Johannes Kepler (1571-1630), drawing on data from the observations of Tycho Brahe (1546-1601), worked out the mathematical relationships governing the orbits of the solar system. Years later, Sir Isaac Newton's theory of gravity put these laws into perspective, showing them as natural consequences of the gravitational attraction of the sun acting on each of the planets. Kepler's Third Law states that a planet's period of revolution around the sun (its year) is related to its mean distance from the sun: The square of the year is proportional to the cube of the distance.
Find the average distance in Astronomical Units (AU) from the planet to the sun. One AU is the distance from the earth to the sun, approximately 93 million miles. The distance is an average because Kepler's First Law states that planetary orbits are ellipses, not necessarily circles, so the distance usually varies somewhat over the period of the planet's orbit.
Cube the average distance, or raise it to the power of three.
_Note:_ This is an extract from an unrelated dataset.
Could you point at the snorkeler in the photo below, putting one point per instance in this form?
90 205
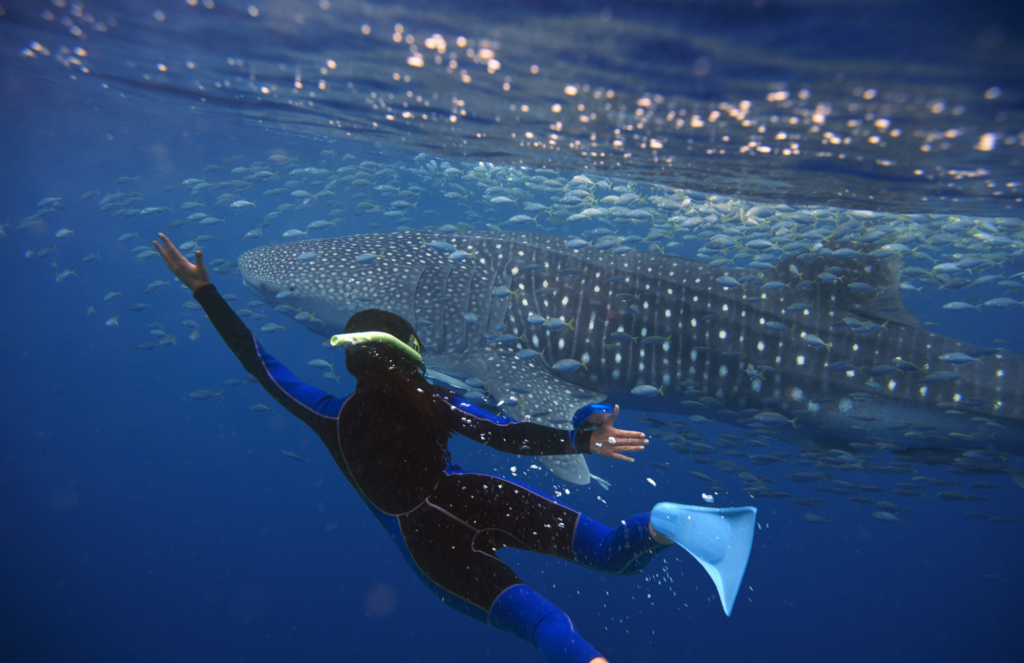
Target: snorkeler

For example, a planet exactly twice the distance from earth to the sun has a mean distance of 2.00, which becomes 8.00 when cubed.
Take the square root of the cube of the average distance. This is the orbital period of the planet in earth years. In the example, the square root of 8.00 is about 2.83, so a planet orbiting at 2.00 AU from the sun takes 2.83 years to complete an orbit.
These calculations are based on the mass of the sun and only work directly in this solar system, but the basic relationship holds in any orbital situation: The square of the period equals the cube of the distance multiplied by a constant that depends on the mass of the central body.